Sitting Shiva and Swimming in Cenotes


L-R: author's mother, sister, father, author. Mankayane, Swaziland, 1977




Ek Balam Cenote, Yucatan, August 2016


 
Swimming with the islas at Ek Balam Cenote, August 2016, Yucatan.




Opening to the sky, Ek Balam Cenote, Yucatan, August 2016




Sitting Shiva and Swimming in Cenotes

Last week, my son and I sat shiva with friends.  Not being Jewish, and being an inherent researcher I read up first since I was only passingly familiar with the practice.  What most struck me most was the emphasis – the insistence - on taking time to grieve and to accept the help and comfort of one’s community.  

I was raised to offer and give help when family, friends, and neighbours are, for example, ill or grieving or (best!) welcoming new little ones.  I was taught the importance of attending important life events and providing support whenever I saw a need, and it’s a deep part of my identity. 

Take care.  Show up.  Look for a way to help.  Write a note.  Place a call.  Bake a casserole.  Send flowers.  Make a donation.  Be available.  Give space.  Pay attention. Listen.  Listen.  Listen. 

Yes, listen.  And while listening to those around you, also listen to yourself.  Allow yourself space and time to feel, to grieve, to let feelings and thoughts flow in a safe space to explore them as fully as you can.  Allow others to express their care, and when they offer, tell them what you need.  

My father passed away last spring, and I consciously worked on finding safe spaces and times to let myself process what I was feeling, and what this immense loss meant to myself, our family, our community.  When in the summer we traveled to Mexico, I took the opportunity of getting to swim in cenotes to reflect. 
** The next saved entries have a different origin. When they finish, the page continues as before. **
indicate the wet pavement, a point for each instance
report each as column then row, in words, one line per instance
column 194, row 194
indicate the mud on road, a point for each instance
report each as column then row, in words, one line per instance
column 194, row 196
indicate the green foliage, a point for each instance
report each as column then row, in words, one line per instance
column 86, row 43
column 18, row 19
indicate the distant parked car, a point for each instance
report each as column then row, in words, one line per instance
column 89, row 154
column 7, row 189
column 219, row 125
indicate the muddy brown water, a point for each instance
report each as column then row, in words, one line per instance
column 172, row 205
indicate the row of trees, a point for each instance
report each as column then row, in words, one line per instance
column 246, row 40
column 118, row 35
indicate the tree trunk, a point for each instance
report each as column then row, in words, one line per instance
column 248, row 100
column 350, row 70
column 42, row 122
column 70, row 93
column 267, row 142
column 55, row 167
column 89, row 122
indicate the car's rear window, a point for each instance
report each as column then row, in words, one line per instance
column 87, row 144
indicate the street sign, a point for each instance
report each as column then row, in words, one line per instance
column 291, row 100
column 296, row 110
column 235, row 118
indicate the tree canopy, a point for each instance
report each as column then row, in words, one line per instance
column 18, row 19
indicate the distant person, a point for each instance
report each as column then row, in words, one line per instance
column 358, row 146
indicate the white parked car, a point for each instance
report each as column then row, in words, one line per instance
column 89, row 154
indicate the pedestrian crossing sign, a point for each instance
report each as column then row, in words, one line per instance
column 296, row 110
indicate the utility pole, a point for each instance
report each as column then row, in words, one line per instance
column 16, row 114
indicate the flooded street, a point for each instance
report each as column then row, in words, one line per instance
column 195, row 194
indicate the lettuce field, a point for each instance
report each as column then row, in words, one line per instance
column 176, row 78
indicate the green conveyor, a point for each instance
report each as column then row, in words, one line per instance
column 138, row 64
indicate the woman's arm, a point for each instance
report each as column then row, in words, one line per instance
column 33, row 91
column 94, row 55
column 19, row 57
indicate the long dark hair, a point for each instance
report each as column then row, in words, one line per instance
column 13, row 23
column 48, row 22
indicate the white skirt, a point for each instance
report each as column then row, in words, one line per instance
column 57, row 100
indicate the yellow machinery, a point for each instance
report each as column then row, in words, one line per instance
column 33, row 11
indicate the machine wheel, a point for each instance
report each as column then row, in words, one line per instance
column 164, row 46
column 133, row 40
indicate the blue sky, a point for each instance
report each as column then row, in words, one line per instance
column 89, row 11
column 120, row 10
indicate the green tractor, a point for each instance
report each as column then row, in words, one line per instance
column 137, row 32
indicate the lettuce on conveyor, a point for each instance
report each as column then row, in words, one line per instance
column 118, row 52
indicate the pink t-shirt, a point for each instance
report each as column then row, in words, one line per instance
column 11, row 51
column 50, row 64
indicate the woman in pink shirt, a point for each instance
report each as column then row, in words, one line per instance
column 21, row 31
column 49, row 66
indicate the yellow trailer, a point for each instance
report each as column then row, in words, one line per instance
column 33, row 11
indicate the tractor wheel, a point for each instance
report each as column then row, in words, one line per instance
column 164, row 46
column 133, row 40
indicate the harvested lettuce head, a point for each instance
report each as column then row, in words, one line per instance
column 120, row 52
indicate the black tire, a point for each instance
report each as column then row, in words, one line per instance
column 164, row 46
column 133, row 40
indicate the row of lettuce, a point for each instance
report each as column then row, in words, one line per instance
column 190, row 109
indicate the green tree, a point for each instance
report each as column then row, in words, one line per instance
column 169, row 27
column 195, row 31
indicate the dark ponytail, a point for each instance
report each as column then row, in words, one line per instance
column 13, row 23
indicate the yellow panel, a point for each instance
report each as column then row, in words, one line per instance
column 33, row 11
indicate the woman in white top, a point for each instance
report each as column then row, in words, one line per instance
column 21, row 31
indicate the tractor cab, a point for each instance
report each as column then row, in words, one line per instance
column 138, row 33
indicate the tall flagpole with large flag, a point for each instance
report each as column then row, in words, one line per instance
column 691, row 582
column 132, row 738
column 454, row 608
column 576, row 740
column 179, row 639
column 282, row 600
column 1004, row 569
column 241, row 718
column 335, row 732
The Yucatan Peninsula is this giant slab of limestone thrust out of the seabed millennia ago.  The soil is thin, and rain filters down through the porous stone feeding a giant underground network of freshwater rivers, sometimes spilling out into caverns with openings above.  
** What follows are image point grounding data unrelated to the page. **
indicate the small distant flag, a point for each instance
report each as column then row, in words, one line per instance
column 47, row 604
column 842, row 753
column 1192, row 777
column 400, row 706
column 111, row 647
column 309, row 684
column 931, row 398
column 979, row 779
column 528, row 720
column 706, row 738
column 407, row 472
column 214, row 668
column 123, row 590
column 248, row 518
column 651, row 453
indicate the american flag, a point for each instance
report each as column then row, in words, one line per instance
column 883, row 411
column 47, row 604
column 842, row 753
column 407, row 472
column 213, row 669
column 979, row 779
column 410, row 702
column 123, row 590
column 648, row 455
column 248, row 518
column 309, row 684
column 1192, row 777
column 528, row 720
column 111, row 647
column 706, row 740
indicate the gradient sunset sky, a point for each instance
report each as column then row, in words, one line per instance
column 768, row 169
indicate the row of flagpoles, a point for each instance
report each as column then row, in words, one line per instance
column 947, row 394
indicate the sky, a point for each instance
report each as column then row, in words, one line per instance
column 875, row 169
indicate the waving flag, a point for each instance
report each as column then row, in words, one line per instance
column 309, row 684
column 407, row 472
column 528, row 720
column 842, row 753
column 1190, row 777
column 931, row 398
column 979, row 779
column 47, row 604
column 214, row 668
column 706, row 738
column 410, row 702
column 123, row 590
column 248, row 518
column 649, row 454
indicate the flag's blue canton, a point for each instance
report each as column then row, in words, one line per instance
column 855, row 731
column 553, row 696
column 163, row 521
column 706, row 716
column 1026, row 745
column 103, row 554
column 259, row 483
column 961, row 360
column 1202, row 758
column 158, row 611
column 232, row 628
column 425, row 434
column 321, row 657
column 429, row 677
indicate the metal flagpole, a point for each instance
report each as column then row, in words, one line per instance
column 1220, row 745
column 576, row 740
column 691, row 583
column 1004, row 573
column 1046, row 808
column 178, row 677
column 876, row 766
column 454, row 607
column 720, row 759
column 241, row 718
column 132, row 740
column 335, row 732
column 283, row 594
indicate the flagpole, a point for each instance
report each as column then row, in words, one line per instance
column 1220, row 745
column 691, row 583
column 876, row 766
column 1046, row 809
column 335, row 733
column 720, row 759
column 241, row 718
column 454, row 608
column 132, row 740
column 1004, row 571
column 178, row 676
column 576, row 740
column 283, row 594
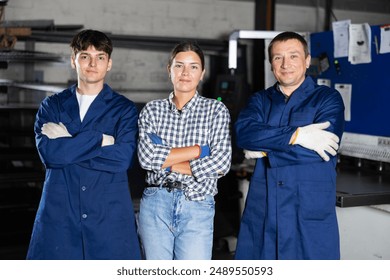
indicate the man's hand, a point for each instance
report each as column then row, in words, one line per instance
column 254, row 154
column 108, row 140
column 53, row 130
column 314, row 137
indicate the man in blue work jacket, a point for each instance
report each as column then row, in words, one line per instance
column 293, row 129
column 86, row 138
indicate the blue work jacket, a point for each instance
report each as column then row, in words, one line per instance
column 290, row 208
column 86, row 210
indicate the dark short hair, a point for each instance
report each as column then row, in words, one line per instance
column 186, row 46
column 86, row 38
column 288, row 35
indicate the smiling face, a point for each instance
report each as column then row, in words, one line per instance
column 289, row 64
column 91, row 66
column 186, row 72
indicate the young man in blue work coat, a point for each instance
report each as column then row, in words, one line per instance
column 293, row 129
column 86, row 137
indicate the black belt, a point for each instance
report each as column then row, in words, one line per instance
column 169, row 185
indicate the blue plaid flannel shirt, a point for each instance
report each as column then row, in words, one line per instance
column 202, row 121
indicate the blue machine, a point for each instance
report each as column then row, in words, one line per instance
column 367, row 133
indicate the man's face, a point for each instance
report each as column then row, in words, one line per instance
column 289, row 64
column 91, row 65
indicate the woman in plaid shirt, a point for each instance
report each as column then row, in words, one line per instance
column 184, row 144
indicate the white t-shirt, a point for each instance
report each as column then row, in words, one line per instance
column 84, row 102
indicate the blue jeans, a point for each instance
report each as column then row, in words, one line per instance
column 173, row 228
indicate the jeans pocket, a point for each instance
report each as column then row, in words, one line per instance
column 150, row 191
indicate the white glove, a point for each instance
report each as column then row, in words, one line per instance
column 314, row 137
column 108, row 140
column 53, row 130
column 254, row 154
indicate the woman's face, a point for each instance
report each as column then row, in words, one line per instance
column 186, row 72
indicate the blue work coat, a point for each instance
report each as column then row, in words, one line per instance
column 86, row 210
column 290, row 208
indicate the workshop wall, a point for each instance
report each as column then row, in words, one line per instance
column 145, row 71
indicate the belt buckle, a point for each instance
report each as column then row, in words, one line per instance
column 169, row 185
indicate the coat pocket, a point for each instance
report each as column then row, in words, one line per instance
column 317, row 200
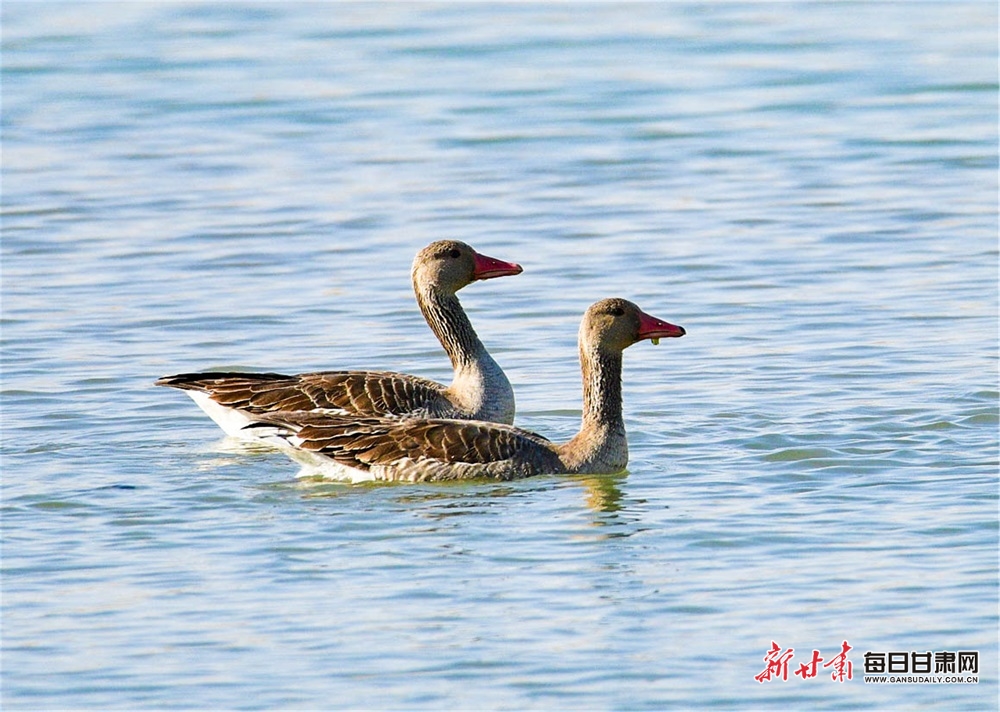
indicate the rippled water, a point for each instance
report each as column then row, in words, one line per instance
column 810, row 189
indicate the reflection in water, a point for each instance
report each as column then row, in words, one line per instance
column 603, row 494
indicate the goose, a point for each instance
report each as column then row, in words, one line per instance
column 480, row 389
column 427, row 449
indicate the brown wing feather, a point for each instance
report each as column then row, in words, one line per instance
column 365, row 443
column 357, row 392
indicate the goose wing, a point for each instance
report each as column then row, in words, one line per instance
column 362, row 393
column 417, row 449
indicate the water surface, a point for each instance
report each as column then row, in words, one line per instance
column 809, row 189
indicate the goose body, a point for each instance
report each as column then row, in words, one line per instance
column 413, row 449
column 480, row 390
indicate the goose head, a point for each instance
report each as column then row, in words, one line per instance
column 612, row 325
column 449, row 265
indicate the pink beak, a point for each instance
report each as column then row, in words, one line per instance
column 490, row 267
column 652, row 328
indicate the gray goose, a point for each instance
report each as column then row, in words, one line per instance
column 442, row 449
column 480, row 390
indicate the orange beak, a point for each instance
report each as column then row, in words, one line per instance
column 490, row 267
column 655, row 329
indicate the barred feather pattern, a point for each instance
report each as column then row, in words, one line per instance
column 418, row 450
column 362, row 393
Sacred to the ancient Maya, explored, mapped, and investigated by archaeologists, local swimming holes and escape from the oppressive summer heat, cenotes are all of this and more.  While most of them are hidden from common view and either difficult or impossible to access from the surface, many cenotes are open and available to everyone. 

And so there I was, scrawling down the slick limestone steps with my family as we visited several cenotes, duly warned by hand-painted signs: “Friend Visitor: Walk Carefully” and “Precautions Tourist Take Care of Your Self” and “If You Can’t Swim Don’t Get in the Water”.  All fair and relevant points.
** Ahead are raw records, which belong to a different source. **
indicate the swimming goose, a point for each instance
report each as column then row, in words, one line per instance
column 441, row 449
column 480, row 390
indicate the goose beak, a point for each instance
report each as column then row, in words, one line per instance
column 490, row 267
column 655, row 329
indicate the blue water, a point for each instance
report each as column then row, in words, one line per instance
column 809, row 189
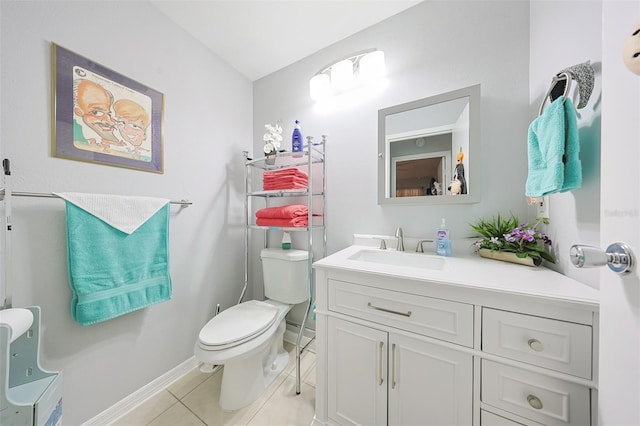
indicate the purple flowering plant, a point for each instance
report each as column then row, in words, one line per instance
column 511, row 236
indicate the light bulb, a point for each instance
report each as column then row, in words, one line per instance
column 342, row 75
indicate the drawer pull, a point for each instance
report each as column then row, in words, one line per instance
column 393, row 366
column 380, row 372
column 378, row 308
column 534, row 402
column 536, row 345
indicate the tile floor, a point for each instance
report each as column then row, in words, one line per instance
column 193, row 400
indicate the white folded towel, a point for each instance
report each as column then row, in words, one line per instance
column 125, row 213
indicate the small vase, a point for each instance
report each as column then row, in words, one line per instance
column 509, row 257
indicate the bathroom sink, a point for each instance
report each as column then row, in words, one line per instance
column 398, row 258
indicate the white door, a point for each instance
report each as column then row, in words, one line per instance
column 356, row 374
column 429, row 384
column 619, row 389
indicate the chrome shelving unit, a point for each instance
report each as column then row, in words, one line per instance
column 312, row 158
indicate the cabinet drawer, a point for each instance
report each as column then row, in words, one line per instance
column 540, row 398
column 557, row 345
column 441, row 319
column 487, row 418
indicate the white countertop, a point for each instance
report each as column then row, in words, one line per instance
column 470, row 270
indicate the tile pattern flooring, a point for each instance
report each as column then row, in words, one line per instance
column 193, row 400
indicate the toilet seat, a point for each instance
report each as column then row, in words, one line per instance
column 237, row 324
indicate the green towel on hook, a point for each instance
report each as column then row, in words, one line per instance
column 553, row 151
column 111, row 272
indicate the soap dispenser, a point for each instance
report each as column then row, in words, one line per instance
column 443, row 241
column 297, row 141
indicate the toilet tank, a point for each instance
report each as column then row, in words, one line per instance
column 286, row 275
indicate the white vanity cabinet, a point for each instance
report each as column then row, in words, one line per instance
column 375, row 376
column 468, row 342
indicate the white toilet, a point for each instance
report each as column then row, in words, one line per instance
column 247, row 338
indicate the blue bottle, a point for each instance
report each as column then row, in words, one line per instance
column 443, row 240
column 296, row 140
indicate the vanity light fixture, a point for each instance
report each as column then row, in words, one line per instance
column 357, row 70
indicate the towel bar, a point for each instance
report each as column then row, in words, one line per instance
column 182, row 203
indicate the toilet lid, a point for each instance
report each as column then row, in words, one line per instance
column 238, row 323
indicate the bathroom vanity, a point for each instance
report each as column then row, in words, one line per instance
column 417, row 339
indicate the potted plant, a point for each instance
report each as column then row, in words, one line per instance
column 510, row 240
column 272, row 139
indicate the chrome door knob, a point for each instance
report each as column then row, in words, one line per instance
column 618, row 257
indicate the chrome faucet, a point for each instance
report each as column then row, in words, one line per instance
column 419, row 248
column 400, row 246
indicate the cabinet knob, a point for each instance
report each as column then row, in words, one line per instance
column 534, row 402
column 536, row 345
Once at the water’s surface, it was usually a delicate and completely ungraceful scramble over sharp ledges (aided and encouraged by abuelos and abuelas) and then plunging into deep, cold, and dense water.  
I swam under the water, embracing the coldness (I was getting to swim in a cenote!).  I floated on my back, looking up through the opening to the sky above.  

I thought about life, death, birth, rebirth, memories, dreams, past, present, future, the underworld, earth, and heavens: these big impossible things.  I felt the islas (cave-dwelling fish) nibble my feet.  I watched bats spiral down through the sunlight.  I heard my kids, and everyone else in the cenote, shout and laugh and play. 

I let myself feel.  And think.  And ponder.  And breathe, just breathe.  And look, and listen.  And then I would dive back down, and swim back to the ledge, and let the abuelos help me back out.